Scalia’s narrow vision of the role of the courts is hard to square with the originalist methodology he so passionately championed. The courts were central to the framers’ constitutional design. Article III was written to avoid the failures of the Articles of Confederation, under which federal laws were effectively unenforceable. In the framers’ conception of separation of powers, the courts had a critical checking function, preventing abuse of power and ensuring that governments obeyed constitutional limits. As John Marshall observed, “To what quarter will you look for infringement on the Constitution, if you will not give the power to the judiciary? There is no other body that can afford such a protection.”

The Supreme Court is currently stalled on the question of access to courts, and sharply divided. Last term’s big standing case—Spokeo, Inc. v. Robins, in which a data mining company, supported by the U.S. Chamber of Commerce and a host of conservative legal groups, argued that Congress lacked the power to give consumers a right to sue over false dissemination of consumer-credit information—ended with a whimper. Spokeo had based its arguments on an aggressive reading of Scalia’s opinion in Lujan, but after Scalia’s death, the eight remaining justices struggled to decide the big questions in the case, resolving it on extremely narrow grounds. The justices will tackle standing again next year in another major case, Bank of America Corp. v. City of Miami. They agreed to decide whether the City of Miami can sue big banks under the Fair Housing Act for a host of discriminatory lending practices. Municipal standing to enforce fair-housing laws has long been recognized. If the Court were to change that, banks in Florida that have allegedly targeted minorities with predatory loan offers might escape accountability for their actions.

All too often, the Court’s standing jurisprudence has been at its strictest when courts are asked to redress harms to racial minorities and others not likely to prevail in the political process. The Bank of America case tests whether courts will help break down—or compound—the housing discrimination that harms minority communities and the cities in which they live.

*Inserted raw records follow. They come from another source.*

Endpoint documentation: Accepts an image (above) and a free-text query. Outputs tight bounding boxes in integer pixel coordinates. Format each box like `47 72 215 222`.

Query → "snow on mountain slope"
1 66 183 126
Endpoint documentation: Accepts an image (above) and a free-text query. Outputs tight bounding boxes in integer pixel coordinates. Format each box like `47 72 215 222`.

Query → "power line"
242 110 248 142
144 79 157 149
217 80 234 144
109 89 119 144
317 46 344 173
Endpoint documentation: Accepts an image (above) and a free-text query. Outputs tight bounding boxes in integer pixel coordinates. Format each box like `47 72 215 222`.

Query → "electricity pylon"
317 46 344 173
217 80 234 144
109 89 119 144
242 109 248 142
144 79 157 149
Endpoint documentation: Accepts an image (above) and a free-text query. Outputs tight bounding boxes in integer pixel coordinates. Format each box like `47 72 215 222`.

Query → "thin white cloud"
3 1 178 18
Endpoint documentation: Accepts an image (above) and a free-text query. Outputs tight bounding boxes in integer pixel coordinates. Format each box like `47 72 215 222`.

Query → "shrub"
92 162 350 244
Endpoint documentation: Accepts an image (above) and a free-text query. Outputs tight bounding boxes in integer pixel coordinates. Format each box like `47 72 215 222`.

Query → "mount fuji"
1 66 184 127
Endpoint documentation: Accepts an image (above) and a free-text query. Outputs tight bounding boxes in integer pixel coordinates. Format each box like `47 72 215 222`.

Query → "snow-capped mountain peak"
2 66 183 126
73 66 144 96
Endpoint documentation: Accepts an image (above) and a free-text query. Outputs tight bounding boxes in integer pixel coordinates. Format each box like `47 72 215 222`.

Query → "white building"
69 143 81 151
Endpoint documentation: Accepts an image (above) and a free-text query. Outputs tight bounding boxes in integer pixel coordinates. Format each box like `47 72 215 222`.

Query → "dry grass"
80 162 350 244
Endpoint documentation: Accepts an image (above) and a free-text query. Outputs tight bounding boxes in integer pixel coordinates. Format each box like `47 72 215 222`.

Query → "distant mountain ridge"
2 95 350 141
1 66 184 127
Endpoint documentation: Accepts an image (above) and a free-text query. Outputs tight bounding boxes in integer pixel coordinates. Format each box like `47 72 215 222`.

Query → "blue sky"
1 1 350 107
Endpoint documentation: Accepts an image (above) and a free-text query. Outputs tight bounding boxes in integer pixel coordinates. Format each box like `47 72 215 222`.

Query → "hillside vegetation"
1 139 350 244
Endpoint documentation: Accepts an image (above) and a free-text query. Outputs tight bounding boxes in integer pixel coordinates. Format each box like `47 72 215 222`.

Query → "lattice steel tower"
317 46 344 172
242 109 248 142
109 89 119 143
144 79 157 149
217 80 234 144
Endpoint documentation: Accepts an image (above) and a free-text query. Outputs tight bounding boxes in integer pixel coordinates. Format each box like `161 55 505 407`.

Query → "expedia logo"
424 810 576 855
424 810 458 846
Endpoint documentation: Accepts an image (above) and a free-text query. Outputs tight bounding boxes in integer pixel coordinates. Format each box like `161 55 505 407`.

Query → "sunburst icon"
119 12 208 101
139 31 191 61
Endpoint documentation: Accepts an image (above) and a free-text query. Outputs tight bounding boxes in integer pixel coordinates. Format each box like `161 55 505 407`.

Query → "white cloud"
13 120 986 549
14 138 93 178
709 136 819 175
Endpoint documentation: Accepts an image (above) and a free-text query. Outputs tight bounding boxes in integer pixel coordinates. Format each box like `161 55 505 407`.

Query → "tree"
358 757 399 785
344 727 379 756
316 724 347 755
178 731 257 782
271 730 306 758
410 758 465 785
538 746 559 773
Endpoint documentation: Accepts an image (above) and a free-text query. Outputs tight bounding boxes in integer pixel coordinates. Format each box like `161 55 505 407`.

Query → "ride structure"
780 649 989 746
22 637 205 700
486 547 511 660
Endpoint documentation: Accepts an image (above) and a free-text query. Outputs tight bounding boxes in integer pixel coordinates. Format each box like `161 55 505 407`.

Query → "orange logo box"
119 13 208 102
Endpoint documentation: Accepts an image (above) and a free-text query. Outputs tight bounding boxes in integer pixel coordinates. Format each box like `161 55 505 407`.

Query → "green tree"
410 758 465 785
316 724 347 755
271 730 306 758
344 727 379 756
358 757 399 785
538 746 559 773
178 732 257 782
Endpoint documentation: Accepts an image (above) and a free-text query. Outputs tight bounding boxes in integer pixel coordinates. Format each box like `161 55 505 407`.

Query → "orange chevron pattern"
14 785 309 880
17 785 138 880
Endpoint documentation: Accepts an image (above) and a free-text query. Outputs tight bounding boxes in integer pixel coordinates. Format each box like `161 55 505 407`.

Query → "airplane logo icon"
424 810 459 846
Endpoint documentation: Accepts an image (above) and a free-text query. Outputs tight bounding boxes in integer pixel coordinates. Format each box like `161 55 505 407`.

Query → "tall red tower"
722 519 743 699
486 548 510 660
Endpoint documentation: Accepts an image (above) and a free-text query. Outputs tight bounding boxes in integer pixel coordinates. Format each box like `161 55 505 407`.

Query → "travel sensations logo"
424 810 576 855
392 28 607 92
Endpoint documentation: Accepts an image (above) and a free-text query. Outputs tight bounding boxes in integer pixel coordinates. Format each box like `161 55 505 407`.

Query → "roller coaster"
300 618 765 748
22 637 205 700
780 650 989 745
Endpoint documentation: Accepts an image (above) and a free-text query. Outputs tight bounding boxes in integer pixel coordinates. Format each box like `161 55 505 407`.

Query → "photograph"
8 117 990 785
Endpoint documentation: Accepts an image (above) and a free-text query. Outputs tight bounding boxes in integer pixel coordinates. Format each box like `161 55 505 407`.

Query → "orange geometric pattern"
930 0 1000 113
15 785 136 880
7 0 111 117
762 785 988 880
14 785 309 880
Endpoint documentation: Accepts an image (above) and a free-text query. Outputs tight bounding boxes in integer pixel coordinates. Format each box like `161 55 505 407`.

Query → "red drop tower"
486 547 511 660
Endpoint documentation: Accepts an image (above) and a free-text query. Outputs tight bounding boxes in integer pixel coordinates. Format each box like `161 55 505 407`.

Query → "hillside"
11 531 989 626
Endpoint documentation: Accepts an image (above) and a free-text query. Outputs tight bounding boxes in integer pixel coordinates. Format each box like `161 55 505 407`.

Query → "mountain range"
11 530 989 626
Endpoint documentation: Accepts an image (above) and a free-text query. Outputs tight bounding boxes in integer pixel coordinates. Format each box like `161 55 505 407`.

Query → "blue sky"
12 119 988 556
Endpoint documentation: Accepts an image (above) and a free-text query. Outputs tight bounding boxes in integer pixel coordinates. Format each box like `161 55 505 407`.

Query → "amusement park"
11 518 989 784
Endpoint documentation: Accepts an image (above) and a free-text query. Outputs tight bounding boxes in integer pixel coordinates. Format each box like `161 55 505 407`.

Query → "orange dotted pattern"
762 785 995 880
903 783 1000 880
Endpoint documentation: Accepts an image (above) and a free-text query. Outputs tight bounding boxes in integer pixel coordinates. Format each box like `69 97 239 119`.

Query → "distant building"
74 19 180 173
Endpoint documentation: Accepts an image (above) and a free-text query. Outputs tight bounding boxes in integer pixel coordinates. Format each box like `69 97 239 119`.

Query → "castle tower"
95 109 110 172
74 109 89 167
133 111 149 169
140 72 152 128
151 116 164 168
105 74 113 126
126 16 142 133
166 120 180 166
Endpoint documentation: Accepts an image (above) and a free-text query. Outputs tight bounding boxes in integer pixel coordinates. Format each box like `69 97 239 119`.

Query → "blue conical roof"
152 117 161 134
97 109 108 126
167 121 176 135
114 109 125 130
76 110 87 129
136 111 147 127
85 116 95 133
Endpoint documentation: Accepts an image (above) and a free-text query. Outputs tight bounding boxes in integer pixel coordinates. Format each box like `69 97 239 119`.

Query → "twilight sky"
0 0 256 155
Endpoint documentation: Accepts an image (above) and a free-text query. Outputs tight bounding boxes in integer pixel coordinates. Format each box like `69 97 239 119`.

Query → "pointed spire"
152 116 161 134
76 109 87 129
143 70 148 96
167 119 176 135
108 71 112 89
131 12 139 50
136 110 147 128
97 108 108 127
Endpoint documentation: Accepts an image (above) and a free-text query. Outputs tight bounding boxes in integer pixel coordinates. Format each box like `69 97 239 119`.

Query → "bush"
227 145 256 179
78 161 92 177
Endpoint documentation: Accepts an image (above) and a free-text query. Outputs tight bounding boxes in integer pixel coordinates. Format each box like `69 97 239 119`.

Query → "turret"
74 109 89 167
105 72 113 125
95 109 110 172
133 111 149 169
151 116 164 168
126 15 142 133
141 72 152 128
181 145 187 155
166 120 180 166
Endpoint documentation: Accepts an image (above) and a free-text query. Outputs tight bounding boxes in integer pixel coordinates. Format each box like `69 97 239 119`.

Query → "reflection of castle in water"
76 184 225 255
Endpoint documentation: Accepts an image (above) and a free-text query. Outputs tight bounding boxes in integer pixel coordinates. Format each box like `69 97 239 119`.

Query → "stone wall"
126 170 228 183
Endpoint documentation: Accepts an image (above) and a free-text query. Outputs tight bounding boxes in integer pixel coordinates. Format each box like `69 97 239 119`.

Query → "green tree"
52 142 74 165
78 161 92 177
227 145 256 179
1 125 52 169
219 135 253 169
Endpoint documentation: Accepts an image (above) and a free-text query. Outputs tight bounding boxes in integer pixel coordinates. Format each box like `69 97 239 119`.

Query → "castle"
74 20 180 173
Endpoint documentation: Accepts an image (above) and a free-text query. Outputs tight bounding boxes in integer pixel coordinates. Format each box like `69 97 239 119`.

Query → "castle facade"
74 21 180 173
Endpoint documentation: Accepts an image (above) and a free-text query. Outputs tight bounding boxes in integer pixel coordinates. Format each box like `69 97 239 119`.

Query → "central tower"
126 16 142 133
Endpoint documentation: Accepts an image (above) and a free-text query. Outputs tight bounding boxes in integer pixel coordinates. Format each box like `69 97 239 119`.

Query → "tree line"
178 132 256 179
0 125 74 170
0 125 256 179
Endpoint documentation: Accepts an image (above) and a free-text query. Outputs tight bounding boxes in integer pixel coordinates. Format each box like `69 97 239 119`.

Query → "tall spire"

Access to courts may not grab attention in the same way that issues such as guns, abortion, or affirmative action do, but it forms the foundation of the rule of law. How this law changes after Scalia will determine whether minorities victimized by the government, consumers threatened by corporate power, and others will have the right to go to court to redress violations of their rights. The vitality of the Constitution and federal law depends on ensuring that individuals have their day in court to vindicate their legal rights and prevent the abuse of power.